Chromosomal position information and synteny analysis

Chromosomal position of GhRADs exhibited that 17 GhRADs were distributed unevenly to 11 chromosomes. Out of 17 genes, six genes were mapped on At sub-genome, while nine GhRAD genes were mapped on Dt subgenome and two genes were present in the form of scaffolds (Fig. S5). This uneven distribution pattern of GhRAD genes on chromosomes illustrated the presence of genetic variability during the evolutionary process. More deeper insights showed that the maximum number of genes were mapped on chromosome D02. Most chromosomes contained a single GhRAD gene and no gene was located on chromosome A02 and A04 of At sub-genome as well as chromosome D03 of Dt sub-genome.

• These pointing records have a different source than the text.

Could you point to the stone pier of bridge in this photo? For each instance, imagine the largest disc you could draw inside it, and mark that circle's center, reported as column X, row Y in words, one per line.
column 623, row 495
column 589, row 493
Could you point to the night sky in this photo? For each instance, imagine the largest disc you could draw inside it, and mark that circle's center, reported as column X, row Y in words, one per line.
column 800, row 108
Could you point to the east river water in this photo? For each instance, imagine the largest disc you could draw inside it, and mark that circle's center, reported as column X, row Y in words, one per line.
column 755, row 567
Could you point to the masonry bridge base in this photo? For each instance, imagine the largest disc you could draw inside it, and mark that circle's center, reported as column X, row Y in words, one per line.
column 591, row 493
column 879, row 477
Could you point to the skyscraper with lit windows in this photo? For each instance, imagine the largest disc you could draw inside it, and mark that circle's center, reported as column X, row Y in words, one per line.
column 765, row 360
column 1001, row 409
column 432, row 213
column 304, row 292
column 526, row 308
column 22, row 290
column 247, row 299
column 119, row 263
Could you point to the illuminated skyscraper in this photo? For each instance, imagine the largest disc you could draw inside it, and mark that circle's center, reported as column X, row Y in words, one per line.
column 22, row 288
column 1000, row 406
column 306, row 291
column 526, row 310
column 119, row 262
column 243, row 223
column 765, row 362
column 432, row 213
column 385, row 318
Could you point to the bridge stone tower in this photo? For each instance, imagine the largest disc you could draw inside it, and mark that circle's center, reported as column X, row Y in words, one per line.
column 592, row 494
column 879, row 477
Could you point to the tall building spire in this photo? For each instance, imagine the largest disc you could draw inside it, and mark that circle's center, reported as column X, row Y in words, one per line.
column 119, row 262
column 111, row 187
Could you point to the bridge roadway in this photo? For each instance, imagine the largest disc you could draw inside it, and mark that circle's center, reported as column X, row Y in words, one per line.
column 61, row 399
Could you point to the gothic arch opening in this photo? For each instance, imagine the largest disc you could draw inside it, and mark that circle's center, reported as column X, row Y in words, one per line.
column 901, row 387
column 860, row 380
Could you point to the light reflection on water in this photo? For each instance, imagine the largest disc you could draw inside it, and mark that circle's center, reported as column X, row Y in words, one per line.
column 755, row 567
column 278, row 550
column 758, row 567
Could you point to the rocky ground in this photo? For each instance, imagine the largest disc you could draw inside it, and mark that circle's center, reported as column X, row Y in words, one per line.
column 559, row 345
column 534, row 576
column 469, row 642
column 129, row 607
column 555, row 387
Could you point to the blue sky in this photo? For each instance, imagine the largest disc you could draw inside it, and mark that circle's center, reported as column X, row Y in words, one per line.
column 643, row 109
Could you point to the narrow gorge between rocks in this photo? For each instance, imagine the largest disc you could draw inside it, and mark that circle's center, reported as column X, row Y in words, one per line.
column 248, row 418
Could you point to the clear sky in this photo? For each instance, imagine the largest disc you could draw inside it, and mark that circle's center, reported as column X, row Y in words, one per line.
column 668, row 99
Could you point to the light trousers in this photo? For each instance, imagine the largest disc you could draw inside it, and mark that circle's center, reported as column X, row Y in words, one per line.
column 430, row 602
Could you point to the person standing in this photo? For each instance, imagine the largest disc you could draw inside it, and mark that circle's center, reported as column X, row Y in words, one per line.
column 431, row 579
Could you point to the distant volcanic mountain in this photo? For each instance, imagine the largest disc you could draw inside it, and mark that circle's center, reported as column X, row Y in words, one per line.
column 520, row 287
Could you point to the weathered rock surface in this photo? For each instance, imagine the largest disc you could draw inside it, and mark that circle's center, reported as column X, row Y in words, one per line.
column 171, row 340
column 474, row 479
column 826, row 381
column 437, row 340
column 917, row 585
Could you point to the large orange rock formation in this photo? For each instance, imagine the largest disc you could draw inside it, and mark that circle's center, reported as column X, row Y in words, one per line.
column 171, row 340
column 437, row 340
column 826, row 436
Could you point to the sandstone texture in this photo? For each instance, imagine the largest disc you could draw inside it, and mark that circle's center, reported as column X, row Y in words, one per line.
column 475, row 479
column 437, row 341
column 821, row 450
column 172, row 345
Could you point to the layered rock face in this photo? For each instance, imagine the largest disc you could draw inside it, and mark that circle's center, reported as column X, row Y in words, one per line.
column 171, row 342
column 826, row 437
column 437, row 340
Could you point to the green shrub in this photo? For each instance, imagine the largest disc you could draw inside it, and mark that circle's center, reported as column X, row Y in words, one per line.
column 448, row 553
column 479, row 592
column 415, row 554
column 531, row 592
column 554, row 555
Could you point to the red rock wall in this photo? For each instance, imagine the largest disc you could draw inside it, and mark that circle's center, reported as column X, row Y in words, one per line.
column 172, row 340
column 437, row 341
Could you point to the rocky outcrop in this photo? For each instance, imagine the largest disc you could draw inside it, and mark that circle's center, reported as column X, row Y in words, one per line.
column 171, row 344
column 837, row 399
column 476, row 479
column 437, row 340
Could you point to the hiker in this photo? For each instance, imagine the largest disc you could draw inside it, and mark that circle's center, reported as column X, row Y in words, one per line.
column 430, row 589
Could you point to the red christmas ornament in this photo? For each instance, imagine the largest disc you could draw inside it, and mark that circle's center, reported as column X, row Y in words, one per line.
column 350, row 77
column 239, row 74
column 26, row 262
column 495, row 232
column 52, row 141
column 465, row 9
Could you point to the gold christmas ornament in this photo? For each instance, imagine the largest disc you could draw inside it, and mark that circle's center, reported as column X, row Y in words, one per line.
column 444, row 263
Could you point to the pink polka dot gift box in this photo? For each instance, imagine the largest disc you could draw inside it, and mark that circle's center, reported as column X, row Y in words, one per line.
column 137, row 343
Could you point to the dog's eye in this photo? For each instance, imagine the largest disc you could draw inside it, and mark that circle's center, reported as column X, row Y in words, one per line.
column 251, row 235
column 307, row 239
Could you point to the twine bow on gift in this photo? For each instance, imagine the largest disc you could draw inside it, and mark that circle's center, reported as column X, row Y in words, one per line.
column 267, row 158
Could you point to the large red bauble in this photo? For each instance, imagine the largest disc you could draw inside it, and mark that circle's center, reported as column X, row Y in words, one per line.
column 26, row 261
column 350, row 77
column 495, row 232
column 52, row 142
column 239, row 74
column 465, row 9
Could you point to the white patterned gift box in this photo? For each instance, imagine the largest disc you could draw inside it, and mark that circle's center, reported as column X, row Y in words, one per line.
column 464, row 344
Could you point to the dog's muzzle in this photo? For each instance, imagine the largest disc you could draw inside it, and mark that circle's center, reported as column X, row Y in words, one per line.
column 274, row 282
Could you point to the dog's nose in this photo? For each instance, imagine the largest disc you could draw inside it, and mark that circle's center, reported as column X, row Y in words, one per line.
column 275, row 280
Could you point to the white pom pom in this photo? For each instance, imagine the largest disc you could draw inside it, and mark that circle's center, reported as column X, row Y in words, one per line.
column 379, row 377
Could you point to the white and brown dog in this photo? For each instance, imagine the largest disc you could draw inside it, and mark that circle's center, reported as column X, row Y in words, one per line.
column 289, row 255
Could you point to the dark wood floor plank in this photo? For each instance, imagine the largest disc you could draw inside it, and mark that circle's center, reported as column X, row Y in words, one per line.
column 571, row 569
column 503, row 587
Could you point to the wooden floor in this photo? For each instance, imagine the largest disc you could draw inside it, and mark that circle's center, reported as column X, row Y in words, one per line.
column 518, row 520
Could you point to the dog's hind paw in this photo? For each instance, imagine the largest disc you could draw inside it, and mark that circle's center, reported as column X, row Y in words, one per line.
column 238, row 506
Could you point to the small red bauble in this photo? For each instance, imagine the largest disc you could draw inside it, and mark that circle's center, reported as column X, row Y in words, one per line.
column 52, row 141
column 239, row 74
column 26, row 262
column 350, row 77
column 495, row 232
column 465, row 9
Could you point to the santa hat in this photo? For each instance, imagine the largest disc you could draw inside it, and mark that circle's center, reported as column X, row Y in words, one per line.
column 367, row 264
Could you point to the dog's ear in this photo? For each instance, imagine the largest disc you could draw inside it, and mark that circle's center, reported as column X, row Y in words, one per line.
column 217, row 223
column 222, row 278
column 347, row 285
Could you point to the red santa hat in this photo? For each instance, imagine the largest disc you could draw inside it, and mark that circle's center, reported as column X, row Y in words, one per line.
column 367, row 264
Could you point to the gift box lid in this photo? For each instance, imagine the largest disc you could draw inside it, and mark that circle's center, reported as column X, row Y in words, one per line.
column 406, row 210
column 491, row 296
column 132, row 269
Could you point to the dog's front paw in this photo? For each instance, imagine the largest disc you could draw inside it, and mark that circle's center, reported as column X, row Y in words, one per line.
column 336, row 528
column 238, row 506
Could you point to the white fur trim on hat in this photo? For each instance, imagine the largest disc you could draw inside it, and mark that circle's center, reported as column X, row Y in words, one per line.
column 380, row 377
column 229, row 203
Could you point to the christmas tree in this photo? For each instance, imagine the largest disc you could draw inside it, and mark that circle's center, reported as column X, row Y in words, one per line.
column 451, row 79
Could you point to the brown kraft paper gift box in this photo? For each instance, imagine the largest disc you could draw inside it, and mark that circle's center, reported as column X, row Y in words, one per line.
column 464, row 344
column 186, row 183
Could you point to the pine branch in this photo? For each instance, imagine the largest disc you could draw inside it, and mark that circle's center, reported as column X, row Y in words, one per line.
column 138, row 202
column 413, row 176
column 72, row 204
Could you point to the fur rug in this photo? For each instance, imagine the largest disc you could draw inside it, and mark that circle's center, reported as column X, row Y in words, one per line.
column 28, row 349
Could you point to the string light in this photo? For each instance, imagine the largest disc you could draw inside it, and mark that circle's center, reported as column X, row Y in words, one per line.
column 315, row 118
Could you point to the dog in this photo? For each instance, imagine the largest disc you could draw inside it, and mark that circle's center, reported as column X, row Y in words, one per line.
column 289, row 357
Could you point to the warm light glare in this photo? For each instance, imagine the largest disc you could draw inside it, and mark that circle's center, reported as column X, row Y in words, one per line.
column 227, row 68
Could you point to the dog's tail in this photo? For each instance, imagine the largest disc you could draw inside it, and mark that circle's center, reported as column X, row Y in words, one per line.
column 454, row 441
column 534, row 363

Collinearity analysis between orthologs of At and Dt sub genomes revealed that the different GhRAD and GbRAD loci showed significantly conserved pattern among At and Dt sub-genomes (Fig. 2 A and B and Table S3, S4). Our results indicated that At and Dt sub-genomes are orthologous in the A genome (G. arboreum) or D genome (G. raimondii). Upland cotton (G. hirsutum) was produced after hybridization between G. arboreum and G. raimondii. In our study, 112 and 15 orthologous/paralogous gene pairs were identified in G. hirsutum and G. barbadense respectively.

Fig. 2
figure 2

Collinearity analysis of GhRAD and GbRAD genes. Orthologous/paralogous gene pairs were indicated by blue color lines

Ka/Ks ratios of GhRAD and GbRAD genes were calculated by Ka/Ks calculator 2.0 (Table S3, S4). In the course of evolution, duplicated gene pairs underwent non-functionalization, neofunctionalization and sub-functionalization [21]. In G. hirsutum 74 gene pairs exhibited Ka/Ks values below 0.5, illustrating that GhRAD genes bear purifying selection pressure while 15 genes showed Ka/Ks ratio above 0.5 and only three genes have Ka/Ks ratio of less than 0.1. While in G. barbadense 15 genes exhibited Ka/Ks ratio of less than 0.5. Taken together, our results indicated that purification selection pressure has a great contribution in maintaining the functional divergence of GhRAD and GbRAD genes.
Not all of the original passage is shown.